Diabetic sera react with the glutamic acid decarboxylase molecule in a dimeric-oligomeric form.

Glutamic acid decarboxylase (GAD) is a major autoantigen in insulin-dependent diabetes mellitus (IDDM). This was initially identified as a 64-65 kD molecule according to migration in gels after immunoprecipitation from pancreatic islets.

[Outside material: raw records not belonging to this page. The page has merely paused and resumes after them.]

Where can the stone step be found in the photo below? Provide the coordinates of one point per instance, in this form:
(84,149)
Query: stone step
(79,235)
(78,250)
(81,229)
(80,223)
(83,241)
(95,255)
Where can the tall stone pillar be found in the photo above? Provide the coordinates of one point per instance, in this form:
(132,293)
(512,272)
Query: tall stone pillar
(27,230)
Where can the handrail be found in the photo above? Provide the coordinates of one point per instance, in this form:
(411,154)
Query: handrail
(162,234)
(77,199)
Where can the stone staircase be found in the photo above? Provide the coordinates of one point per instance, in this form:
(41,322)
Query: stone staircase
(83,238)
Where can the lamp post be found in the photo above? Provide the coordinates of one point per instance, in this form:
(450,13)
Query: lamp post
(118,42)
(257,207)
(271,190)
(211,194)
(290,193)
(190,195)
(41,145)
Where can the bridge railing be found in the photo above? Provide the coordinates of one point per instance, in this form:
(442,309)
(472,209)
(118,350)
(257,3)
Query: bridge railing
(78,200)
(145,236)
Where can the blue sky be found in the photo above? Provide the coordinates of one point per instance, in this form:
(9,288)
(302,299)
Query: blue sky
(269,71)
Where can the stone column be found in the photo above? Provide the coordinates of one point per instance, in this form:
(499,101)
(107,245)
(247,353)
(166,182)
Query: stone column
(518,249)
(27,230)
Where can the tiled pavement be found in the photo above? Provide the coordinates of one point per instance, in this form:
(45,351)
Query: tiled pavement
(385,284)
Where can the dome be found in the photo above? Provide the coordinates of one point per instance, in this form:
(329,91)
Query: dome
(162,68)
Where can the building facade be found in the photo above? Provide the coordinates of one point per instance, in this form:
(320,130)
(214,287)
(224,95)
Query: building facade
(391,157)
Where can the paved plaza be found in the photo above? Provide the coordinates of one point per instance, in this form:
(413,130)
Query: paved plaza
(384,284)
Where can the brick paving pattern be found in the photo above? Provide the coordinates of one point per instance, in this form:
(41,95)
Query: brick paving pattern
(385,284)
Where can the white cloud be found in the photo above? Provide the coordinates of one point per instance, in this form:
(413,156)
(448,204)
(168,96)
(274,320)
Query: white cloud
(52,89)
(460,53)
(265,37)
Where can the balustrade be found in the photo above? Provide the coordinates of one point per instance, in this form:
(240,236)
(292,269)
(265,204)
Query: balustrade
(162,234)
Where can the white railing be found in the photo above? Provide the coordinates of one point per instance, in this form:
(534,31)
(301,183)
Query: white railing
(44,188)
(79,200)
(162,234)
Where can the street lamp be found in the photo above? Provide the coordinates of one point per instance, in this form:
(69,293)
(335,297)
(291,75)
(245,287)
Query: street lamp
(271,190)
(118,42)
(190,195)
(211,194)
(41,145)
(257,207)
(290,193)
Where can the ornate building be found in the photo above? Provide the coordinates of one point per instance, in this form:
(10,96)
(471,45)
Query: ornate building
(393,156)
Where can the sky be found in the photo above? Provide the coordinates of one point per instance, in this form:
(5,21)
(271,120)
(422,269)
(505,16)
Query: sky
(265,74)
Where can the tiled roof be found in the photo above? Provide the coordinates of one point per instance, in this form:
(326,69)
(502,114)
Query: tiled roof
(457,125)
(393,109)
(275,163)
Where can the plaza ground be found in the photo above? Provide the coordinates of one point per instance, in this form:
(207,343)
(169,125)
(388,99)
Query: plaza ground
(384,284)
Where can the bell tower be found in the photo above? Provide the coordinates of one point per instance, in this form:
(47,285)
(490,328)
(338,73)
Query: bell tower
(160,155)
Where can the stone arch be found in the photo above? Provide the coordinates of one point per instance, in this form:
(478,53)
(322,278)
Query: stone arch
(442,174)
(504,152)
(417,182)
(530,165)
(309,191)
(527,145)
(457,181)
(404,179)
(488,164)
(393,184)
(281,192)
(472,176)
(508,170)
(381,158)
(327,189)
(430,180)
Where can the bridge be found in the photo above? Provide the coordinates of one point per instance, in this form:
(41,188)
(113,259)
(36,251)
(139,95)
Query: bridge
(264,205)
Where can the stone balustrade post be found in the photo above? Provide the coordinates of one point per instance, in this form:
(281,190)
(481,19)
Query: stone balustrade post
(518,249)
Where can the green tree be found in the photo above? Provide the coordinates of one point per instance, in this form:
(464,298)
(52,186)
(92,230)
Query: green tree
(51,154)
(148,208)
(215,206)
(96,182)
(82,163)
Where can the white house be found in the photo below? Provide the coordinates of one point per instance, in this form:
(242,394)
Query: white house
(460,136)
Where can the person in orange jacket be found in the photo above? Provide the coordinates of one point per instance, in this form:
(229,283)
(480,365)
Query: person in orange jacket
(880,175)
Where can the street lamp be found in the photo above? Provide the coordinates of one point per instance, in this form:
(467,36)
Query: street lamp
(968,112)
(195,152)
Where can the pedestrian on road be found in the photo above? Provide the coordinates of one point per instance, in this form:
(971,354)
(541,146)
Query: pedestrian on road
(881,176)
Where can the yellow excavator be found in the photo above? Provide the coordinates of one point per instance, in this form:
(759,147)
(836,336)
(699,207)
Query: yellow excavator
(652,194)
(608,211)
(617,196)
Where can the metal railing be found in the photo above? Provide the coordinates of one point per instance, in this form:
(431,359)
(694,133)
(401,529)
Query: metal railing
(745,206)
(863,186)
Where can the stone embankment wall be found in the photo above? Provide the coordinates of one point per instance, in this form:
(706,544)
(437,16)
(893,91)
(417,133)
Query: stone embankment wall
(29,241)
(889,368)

We studied the antigenicity of two different radiolabelled preparations of GAD, derived either by affinity purification from porcine brain and known to contain GAD 65 and GAD 67, or by expression from a cDNA for human GAD 65 by rabbit reticulocyte lysate (RRL). Radiolabelled immunoprecipitated pellets from the reaction of potent antisera to GAD from patients with IDDM were examined by autoradiography after SDS-PAGE under reducing or non-reducing conditions. Also, preparations of porcine brain GAD were "depleted' of GAD by exposure to antisera, and then similarly re-examined. Autoradiography of radiolabelled GAD either affinity purified from porcine brain, or expressed by RRL, showed that the immunoprecipitated protein migrated under non-reducing conditions according to a M(r) of approximately 110-130 kD, corresponding to dimeric forms of monomeric GAD of approximately 55-65 kD. Depletion by immunoprecipitation of this minor higher M(r) component from preparations of GAD left, in the supernatant, an abundance of GAD of M(r) 64-65 kD corresponding to monomer that was completely non-reactive with potent IDDM sera. We conclude that IDDM sera react with the GAD molecule in a dimeric (or oligomeric) form. Our findings have general connotations for self-tolerance and autoimmunity.